Virginia – Senate Bill 872 as introduced would have limited the circumstances in which a person may tether a dog outside. As introduced, the bill only allowed tethering during certain times of day, and within a specific temperature range. After comments from AKC, its Virginia federation, and other organizations, the bill was amended to remove the time restrictions and to exclude certain hunting activities, but AKC GR and the federation continued to ask for further amendments to protect other AKC events and temporary humane tethering. The bill was ultimately held in the House Agriculture committee and will be reconsidered in 2019.
Virginia – House Bill 865 and House Bill 870 would require pet stores in the state to furnish a bond of up to $5000 for each breeder supplying an animal for sale. House Bill 865 would require this for any out of state breeders, and House Bill 870 would allow localities to require this for any dealer from whom the pet shop has obtained an animal in the past year. House Bill 870 was held in the Counties, Cities and Towns Committee. House Bill 865 was amended to state that localities may, but are not required, to enforce the bond requirement, and also states the bond may be up to $30,000 for stores maintaining 50 or more dogs in a year. The bond requirement may be terminated if the bond has not been called into use in 10 years. HB 865 was signed into law on March 9.

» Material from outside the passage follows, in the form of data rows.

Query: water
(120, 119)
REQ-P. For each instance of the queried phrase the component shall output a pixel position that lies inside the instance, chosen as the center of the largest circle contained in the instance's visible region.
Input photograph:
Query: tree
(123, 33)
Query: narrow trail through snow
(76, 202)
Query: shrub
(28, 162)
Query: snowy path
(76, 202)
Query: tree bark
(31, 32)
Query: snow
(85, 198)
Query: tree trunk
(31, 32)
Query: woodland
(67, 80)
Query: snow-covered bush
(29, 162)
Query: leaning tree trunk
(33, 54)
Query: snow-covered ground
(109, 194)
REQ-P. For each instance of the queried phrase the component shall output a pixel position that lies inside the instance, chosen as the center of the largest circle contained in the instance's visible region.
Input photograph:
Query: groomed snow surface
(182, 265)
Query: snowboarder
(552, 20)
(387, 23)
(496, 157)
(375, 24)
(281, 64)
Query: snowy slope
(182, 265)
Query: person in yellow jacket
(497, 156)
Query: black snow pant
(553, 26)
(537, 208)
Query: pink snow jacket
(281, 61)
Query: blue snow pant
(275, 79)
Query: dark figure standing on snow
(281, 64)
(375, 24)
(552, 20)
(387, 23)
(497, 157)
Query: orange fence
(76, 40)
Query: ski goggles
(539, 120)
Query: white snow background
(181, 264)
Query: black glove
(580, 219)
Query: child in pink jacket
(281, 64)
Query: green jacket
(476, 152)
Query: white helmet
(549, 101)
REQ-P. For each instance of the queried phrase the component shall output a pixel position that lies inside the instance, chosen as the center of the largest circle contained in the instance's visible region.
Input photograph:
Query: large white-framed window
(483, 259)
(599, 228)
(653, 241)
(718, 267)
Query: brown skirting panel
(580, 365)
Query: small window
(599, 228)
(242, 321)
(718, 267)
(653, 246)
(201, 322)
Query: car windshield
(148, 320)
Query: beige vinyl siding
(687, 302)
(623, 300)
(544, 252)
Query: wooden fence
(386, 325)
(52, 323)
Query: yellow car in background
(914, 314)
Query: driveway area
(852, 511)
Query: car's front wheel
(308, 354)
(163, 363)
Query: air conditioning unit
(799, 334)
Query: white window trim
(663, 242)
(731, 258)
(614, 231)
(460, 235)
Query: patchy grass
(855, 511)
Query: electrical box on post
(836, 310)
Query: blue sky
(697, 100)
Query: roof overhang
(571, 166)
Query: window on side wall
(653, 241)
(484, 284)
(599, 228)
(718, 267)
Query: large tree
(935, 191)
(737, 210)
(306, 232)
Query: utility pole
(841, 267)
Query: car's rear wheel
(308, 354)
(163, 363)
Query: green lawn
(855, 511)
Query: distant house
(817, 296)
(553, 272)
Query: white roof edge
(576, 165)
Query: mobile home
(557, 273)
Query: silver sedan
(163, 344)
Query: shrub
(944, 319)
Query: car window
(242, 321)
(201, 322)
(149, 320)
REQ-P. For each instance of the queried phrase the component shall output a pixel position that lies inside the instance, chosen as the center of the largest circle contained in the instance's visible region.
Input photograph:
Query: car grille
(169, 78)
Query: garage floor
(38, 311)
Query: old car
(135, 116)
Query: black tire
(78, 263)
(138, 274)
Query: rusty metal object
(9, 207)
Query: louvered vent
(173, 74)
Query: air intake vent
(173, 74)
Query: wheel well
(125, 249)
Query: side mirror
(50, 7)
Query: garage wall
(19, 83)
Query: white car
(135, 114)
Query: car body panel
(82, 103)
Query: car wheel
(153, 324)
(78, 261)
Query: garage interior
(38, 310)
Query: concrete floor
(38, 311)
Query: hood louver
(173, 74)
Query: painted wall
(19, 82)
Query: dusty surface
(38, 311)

Washington – HB 2822 aligns the definition of a “service dog” with the ADA and makes it a civil infraction to misrepresent a pet as a service dog. AKC provided testimony to both houses in support. The bill passed both houses and has been delivered to the Governor.
Washington — Senate Bill 6076 — would specifically define behaviors that constitute animal abuse and animal sexual abuse. AKC GR is aware of the legislation and tracking it.
Washington – Senate Bill 6623 requires pet shops to sell only cats or dogs obtained from an animal shelter, dog pound, or rescue. It also requires pet shop to spay or neuter all dogs sold and to maintain for records documenting the source of the dog or cat sold. The bill did not make it out of committee before the legislature adjourned.
Washington – Senate Bill 6624 requires any facility that uses dogs for research and receives public funding or has a tax-exempt status to offer any research animal slated for euthanasia to a rescue organization. AKC has recommended changes that recognize that the owners of the animals and their current adoption partners should have first refusal to make re-homing decisions for any animals they are working with. This bill did not make it out of committee before the legislature adjourned.